Un uomo e una donna hanno chiesto 4800 euro ad una coppia che ha dato loro circa 2000 euro tra oro e contanti. Scoperti e denunciati dai carabinieri

Due anziani coniugi di Sepino, raggirati da una coppia di malfattori per un totale di oltre duemila euro. Questa volta, a poco tempo dal fattaccio però i due truffatori sono stati scoperti e denunciati dai carabinieri.

Questi i fatti: si erano finti dipendenti di Banca che avevano necessità di liquidità per  risolvere una problematica contabile con la figlia.

La tecnica sempre la stessa, una telefonata in pieno pomeriggio che mette in allerta la coppia di anziani coniugi. Dall’altro lato della cornetta del telefono un uomo che – presentandosi come direttore di banca – rappresenta un problema  legato alla pratica per il reddito di cittadinanza della figlia, che a Reggio Emilia è trattenuta in banca sino a quando non sarà consegnata la somma di  4.800 euro.

Per tranquillizzare la nonnina 74enne, l’uomo la richiama e le dice sarebbe passata una dipendente dell’Istituto bancario per ritirare il contante e la pratica sarebbe stata subito risolta. A stretto giro, una giovane donna bussa alla porta dei due anziani e si fa consegnare denaro contante per 100 euro nonché tutto l’oro custodito, per un valore di 2000 euro prima di dileguarsi per far perdere le proprie tracce.

Truffe carabinieri

Nel frattempo però la centrale operativa di Bojano aveva già ricevuto l’allerta di tre nonnine (una a Trivento e due a Busso) che avevano ricevuto le stesse telefonate e dopo le quali però, le stesse avevano chiamato il 112. Dunque la Compagnia aveva diramato a tutte le stazioni l’avviso di prestare attenzioni ad auto e volti sospetti.

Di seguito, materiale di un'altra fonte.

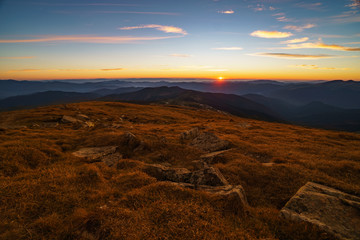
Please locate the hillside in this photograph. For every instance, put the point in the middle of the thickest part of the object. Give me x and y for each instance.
(44, 186)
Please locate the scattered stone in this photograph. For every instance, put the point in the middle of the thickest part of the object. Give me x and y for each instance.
(232, 198)
(68, 119)
(82, 116)
(214, 157)
(108, 155)
(205, 141)
(130, 140)
(268, 164)
(208, 176)
(198, 164)
(333, 211)
(162, 173)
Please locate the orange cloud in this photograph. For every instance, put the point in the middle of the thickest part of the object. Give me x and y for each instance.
(227, 12)
(299, 28)
(24, 57)
(163, 28)
(180, 55)
(112, 69)
(293, 56)
(297, 40)
(321, 46)
(316, 67)
(229, 48)
(84, 38)
(271, 34)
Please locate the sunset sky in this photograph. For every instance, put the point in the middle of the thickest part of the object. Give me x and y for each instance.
(233, 39)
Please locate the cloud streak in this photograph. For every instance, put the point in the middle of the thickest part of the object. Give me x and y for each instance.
(316, 67)
(229, 48)
(163, 28)
(22, 57)
(180, 55)
(294, 56)
(85, 39)
(320, 45)
(271, 34)
(227, 12)
(299, 28)
(297, 40)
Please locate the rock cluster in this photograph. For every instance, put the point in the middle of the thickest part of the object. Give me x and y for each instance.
(205, 141)
(333, 211)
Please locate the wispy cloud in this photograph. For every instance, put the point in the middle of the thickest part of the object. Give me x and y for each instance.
(299, 28)
(163, 28)
(180, 55)
(229, 48)
(354, 5)
(316, 67)
(227, 12)
(294, 56)
(22, 57)
(271, 34)
(84, 39)
(310, 6)
(321, 45)
(296, 40)
(66, 70)
(136, 12)
(85, 4)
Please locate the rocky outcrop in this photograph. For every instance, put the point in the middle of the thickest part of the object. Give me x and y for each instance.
(81, 120)
(163, 173)
(108, 155)
(214, 157)
(232, 199)
(208, 176)
(333, 211)
(205, 141)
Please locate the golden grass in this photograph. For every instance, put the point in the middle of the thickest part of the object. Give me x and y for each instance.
(46, 193)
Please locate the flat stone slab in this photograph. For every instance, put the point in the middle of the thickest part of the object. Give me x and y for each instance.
(108, 155)
(335, 212)
(233, 198)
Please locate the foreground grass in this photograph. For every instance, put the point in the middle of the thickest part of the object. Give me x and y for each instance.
(46, 193)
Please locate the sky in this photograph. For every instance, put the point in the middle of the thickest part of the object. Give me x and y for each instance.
(203, 39)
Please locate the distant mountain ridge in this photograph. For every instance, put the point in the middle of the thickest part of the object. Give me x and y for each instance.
(330, 105)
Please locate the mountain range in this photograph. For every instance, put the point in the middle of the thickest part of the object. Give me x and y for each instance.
(330, 105)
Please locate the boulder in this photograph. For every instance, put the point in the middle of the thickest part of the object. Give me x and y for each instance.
(335, 212)
(208, 176)
(69, 119)
(214, 157)
(108, 155)
(205, 141)
(230, 199)
(130, 140)
(163, 173)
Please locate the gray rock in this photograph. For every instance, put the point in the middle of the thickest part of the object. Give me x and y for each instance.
(69, 119)
(108, 155)
(333, 211)
(205, 141)
(214, 157)
(163, 173)
(208, 176)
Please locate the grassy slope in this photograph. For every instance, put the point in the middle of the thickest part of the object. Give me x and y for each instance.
(46, 193)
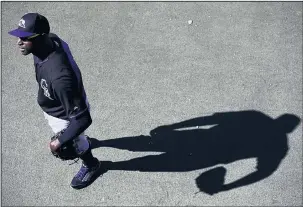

Ricevuta la segnalazione della truffa accaduta a Sepino, i carabinieri hanno notato che l’abitazione dei due coniugi era monitorata dalle telecamere di sorveglianza comunale che per fortuna avevano perfettamente immortalato l’autovettura usata dalla donna ed il suo complice alla guida.

Macchina risultata presa a noleggio, ma i carabinieri di Sepino attraverso una meticolosa attività di verifica sono riusciti a dare un nome ed un cognome ai due malviventi già gravati da numerosi

precedenti specifici e che sono quindi stati denunciati per truffa, violazione di domicilio con l’aggravante di aver commesso il fatto in danno di persona con minorata difesa.

Il comandante della Compagnia di Bojano, Edgard Pica ricorda di “tenere sempre alta l’attenzione e non esitare mai a chiamare il 112, per non cadere nei tentativi di raggiro che gli abilissimi

malviventi mettono in atto specie nei confronti delle fasce più deboli, che nulla hanno di cui vergognarsi. Infatti, quando la prospettazione di una esigenza imminente riguarda un familiare, magari arrestato o coinvolto in un incidente stradale per il quale un legale chiede di pagare una parcella, è facile poi cadere nella rete dei truffatori. Ma chiamare il 112 non è mai sbagliato, fatelo sempre, non esitate”.